A few ways to test the draining function:

1) with no hose connected, turn water on then off and place the palm of your hand on the hose connection. If draining, a vacuum will be felt and will be audible when your hand is taken off.

2) fill a cup while holding it so the hose connection is submerged in the cup of water. Close the valve and the water will be siphoned from the cup. This also checks the drain flow rate by guess and by golly.

3) not recommended - wait to determine if it freezes.:surprise:


----------



## de-nagorg (Feb 23, 2014)

When I install those, I make sure that I leave a void around the drain hole, by carefully placing large stones in a pattern around the drain so that it has a void with a large flat rock on top to help prevent the fill dirt from getting too close to the ell and plugging them off. 

Stack rocks to leave an open box, with a lid ( the flat stone), and leaky sides so the drain has a way to empty fully.


ED


----------



## lenaitch (Feb 10, 2014)

Or backfill it with a wheelbarrow load of3/4 crush and maybe a layer of landscaping cloth. I had one freeze in the barn. Great fun thawing it out at -30. Rod needed adjusting.


----------



## de-nagorg (Feb 23, 2014)

I have had to dig at least one up that had 3/4 crushed gravel as it's drain field, because it drained slowly, and would sometimes be slushy.

Just as luck would have it, a gravel had gotten lodged in the outlet, and was nearly plugging the outlet, hence my void building idea.

Was also called out because another's whole thing suddenly began to spin freely.

Dug it up to discover that some other DIY ER had used a steel nipple to connect the standpipe to the waterline, instead of a BRASS nipple, and it had rusted through, and they had a massive underground water leak. 

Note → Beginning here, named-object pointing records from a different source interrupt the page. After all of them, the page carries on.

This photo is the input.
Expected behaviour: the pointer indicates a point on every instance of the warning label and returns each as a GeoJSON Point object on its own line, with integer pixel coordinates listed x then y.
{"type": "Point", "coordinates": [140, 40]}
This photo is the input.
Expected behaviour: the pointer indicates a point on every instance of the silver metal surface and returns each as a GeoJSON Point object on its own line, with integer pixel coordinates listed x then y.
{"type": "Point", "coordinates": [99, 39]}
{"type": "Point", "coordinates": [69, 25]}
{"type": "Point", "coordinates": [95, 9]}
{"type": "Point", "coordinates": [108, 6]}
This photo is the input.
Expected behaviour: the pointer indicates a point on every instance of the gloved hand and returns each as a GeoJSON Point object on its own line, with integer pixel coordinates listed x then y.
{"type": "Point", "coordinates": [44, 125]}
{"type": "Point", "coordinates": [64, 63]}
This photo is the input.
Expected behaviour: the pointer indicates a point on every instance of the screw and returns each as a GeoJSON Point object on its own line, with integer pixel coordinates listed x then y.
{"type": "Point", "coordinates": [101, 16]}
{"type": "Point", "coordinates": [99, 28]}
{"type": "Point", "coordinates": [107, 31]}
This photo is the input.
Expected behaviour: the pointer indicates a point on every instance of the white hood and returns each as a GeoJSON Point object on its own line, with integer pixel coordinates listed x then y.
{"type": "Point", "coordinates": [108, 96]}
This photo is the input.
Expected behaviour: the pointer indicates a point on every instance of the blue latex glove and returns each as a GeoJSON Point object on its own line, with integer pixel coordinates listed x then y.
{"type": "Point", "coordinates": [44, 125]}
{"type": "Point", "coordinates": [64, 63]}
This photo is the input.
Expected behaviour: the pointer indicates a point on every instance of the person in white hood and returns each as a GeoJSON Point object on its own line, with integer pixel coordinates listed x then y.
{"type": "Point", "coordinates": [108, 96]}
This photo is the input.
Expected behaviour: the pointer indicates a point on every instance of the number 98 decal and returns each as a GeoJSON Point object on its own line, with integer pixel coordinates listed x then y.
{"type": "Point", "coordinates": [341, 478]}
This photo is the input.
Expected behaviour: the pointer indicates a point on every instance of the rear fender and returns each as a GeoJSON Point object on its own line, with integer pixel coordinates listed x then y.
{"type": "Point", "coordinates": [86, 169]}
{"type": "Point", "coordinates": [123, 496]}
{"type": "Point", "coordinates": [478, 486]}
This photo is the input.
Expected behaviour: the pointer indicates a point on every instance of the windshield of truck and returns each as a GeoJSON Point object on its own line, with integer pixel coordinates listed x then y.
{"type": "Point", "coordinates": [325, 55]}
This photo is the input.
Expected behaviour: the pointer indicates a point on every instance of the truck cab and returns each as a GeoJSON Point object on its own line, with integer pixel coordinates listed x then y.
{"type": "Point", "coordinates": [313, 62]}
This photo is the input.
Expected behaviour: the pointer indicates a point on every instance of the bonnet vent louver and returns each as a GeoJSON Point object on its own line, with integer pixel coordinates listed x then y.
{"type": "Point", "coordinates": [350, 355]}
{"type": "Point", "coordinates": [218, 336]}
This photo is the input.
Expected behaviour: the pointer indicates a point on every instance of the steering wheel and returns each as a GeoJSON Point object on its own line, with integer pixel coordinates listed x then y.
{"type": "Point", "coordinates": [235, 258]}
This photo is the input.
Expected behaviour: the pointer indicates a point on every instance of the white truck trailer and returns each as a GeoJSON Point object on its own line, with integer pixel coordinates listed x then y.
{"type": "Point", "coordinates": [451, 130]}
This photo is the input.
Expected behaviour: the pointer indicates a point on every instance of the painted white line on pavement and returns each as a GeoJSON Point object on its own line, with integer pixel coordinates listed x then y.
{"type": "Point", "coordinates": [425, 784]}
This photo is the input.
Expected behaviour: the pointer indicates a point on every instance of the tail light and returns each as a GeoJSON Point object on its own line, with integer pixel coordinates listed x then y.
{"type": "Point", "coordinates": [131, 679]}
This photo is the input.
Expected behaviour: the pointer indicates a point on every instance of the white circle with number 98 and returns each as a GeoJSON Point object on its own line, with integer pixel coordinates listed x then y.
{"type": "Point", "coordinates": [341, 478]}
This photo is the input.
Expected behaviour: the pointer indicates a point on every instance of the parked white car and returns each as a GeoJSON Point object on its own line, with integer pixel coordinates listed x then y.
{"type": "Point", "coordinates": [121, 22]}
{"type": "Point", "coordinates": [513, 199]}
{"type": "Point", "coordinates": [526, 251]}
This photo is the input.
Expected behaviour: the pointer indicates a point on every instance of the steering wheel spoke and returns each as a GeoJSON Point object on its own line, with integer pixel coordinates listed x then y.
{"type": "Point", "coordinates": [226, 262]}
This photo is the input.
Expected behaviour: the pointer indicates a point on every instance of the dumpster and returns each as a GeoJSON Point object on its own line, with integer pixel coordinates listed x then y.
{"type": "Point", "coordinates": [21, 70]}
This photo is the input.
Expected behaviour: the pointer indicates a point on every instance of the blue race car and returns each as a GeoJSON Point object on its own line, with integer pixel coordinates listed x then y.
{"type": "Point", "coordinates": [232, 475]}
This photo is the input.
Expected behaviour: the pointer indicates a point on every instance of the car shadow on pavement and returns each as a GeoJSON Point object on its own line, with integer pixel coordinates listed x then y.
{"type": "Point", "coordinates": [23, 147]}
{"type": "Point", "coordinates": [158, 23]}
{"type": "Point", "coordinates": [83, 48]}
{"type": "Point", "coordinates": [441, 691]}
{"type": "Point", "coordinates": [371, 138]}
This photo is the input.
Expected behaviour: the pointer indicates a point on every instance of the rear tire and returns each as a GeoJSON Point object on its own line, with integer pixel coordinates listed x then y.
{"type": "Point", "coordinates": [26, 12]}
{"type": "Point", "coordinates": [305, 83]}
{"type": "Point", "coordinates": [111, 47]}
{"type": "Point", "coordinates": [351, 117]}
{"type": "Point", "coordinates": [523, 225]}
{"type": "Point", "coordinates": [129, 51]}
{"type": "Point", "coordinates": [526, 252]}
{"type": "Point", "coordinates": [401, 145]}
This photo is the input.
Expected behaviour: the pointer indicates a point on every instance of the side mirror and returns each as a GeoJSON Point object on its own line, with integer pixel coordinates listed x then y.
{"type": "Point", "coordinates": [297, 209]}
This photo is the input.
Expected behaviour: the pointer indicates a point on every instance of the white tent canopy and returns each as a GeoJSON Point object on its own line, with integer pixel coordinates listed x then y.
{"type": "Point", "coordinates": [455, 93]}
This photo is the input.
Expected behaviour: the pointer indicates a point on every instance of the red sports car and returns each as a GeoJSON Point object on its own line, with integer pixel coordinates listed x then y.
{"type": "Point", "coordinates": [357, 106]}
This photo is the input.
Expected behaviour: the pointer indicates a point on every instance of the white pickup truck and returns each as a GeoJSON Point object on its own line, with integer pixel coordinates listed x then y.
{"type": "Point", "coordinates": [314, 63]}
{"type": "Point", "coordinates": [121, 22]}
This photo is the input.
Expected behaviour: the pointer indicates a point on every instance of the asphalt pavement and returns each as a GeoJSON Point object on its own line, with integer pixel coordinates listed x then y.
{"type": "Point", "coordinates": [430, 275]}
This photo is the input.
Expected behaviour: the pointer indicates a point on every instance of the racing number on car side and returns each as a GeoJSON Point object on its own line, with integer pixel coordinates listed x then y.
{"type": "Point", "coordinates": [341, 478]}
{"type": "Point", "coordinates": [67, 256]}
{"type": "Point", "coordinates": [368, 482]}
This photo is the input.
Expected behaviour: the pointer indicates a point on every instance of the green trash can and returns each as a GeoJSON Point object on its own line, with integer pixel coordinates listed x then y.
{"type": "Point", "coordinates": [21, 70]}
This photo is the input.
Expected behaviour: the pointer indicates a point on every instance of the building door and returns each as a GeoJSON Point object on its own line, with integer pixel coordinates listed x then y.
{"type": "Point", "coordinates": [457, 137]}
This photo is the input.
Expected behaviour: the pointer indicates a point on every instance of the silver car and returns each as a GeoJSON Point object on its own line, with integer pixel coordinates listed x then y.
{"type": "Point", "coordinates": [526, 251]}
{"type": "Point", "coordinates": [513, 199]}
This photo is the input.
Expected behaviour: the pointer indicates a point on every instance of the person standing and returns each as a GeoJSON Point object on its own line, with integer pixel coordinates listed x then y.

Then there was the one where their TWEEN had backed over it and it was bent so bad that it would not operate. 


ED


----------



## SeniorSitizen (Sep 10, 2012)

Better check those hydrants again. You most likely don't need to be troubled with that when it has been below freezing temperatures then thaws causing water to squirt from all the wrong places.:vs_mad:


----------